Es la pregunta que Kipling me hace con los ojos. No, me temo que no, le digo. Tampoco tiene sentido salvar algo que ya nadie utiliza. Y le expongo los hechos: en países como Francia, Bélgica o Dinamarca, las cabinas ya han sido eliminadas.
La Comunidad de Madrid, por su parte, ha anunciado que durante 2022 eliminará las 1.800 cabinas que existen dispersas por la región, de las que 1.000 están en la capital. Vandalizadas cuando no destrozadas, fuera de servicio ya muchas de ellas, se han convertido en un foco de suciedad y abandono.
Aún así, en algunos lugares de España se les ha buscado una segunda vida.

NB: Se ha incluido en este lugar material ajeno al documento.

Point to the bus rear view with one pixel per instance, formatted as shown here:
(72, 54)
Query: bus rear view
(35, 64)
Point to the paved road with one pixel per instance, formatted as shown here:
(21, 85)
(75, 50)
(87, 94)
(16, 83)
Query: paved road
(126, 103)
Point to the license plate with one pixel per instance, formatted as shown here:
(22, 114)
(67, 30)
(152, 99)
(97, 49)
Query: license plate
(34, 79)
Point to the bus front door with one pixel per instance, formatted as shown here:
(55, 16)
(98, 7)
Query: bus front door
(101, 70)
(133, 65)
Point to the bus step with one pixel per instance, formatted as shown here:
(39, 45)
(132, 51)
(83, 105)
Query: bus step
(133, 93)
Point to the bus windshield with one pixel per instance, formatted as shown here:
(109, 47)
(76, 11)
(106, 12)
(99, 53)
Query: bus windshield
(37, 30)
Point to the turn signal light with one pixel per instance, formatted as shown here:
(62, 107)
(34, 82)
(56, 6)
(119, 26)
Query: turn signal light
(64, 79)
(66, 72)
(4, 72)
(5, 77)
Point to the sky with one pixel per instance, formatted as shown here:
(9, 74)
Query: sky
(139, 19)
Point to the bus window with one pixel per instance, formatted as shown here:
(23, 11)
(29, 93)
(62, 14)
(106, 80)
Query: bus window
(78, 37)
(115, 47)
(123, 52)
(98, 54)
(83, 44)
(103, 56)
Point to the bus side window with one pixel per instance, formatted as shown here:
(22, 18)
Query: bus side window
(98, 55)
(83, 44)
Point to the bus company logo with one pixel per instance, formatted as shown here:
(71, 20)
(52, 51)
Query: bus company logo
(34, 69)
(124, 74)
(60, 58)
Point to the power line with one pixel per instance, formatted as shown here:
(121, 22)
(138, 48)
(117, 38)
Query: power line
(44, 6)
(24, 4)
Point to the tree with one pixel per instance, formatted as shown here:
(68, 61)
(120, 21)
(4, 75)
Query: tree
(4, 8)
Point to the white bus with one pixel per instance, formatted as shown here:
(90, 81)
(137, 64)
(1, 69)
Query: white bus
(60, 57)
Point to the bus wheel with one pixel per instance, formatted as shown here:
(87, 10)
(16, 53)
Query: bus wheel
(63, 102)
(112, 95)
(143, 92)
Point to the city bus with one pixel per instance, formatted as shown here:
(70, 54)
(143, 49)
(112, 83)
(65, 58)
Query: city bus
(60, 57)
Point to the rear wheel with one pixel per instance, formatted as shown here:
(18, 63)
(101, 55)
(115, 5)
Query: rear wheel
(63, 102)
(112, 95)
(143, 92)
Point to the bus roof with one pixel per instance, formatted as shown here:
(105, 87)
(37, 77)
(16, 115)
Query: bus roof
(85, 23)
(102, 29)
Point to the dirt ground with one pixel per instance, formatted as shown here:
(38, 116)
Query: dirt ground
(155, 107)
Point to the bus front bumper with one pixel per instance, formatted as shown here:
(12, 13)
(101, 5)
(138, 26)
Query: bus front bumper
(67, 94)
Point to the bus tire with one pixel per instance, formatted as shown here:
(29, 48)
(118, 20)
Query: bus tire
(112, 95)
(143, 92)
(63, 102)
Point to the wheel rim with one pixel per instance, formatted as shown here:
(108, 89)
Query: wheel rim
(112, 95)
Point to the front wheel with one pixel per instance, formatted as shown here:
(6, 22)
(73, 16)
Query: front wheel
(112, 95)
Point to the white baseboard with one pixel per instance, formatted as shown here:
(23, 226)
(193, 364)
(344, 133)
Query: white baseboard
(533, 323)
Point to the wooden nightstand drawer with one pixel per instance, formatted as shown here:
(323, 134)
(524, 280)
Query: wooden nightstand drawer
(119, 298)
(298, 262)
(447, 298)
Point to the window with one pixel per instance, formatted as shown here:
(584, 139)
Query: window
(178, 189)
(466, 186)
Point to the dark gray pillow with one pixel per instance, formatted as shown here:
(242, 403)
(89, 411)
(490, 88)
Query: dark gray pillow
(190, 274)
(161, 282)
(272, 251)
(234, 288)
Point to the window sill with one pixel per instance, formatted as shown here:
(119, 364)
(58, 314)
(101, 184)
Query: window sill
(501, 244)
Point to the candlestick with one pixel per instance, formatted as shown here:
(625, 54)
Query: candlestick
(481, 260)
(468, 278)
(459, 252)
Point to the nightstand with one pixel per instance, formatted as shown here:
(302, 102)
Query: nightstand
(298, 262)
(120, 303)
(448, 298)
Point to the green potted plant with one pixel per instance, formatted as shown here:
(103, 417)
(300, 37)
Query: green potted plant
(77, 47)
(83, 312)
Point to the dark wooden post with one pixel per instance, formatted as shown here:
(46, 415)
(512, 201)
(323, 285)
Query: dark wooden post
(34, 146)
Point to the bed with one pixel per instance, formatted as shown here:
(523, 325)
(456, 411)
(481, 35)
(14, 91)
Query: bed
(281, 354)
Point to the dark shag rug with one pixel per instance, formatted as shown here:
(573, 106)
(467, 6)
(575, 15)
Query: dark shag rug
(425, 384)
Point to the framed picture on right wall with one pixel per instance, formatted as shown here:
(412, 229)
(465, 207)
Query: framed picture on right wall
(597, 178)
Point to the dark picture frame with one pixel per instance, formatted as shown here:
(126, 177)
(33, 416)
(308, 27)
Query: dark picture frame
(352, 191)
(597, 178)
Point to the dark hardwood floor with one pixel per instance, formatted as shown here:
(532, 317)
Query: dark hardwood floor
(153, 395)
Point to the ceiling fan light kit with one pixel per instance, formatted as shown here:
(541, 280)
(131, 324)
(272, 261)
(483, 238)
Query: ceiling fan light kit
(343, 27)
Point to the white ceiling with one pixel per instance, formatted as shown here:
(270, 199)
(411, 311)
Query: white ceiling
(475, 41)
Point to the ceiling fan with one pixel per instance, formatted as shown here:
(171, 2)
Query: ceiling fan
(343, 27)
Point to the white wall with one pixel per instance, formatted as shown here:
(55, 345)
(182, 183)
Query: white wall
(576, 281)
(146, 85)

Es el caso de Barcelona, donde su Ayuntamiento suele mostrar inquietud por poner en valor los elementos singulares históricos que enriquecen el paisaje urbano. Organizó así una votación entre vecinos para decidir el destino de la última cabina de la ciudad. Ganó la idea de convertirla en un punto de intercambio de libros.
No son los únicos. En Andalucía se ha puesto en marcha un proyecto piloto que busca convertir las cabinas en puntos de recarga móvil, acceso WiFi e información turística.
Lamentablemente —le digo a Kipling—, en Vva. de la Cañada no tenemos cabinas de las antiguas, las de carcasa de cristal y aluminio y puertas incómodas, que conservar. Es cierto que ni estas ni las actuales son tan icónicas como las británicas, pero quizá sería bueno mantener alguna para recordarnos cómo fue el mundo una vez. O al menos para, llegado el caso, protegernos de la lluvia como hacemos Kipling y yo ahora.
Octubre 2022: Finalmente, Telefónica ha retirado estos días la última cabina que quedaba en Villanueva de la Cañada. Por desinterés o por desidia, nadie hicimos nada por evitarlo y conservarla, dotándola de un nueva vida. Quizá dentro de unos años, quién sabe, nos asalte la nostalgia.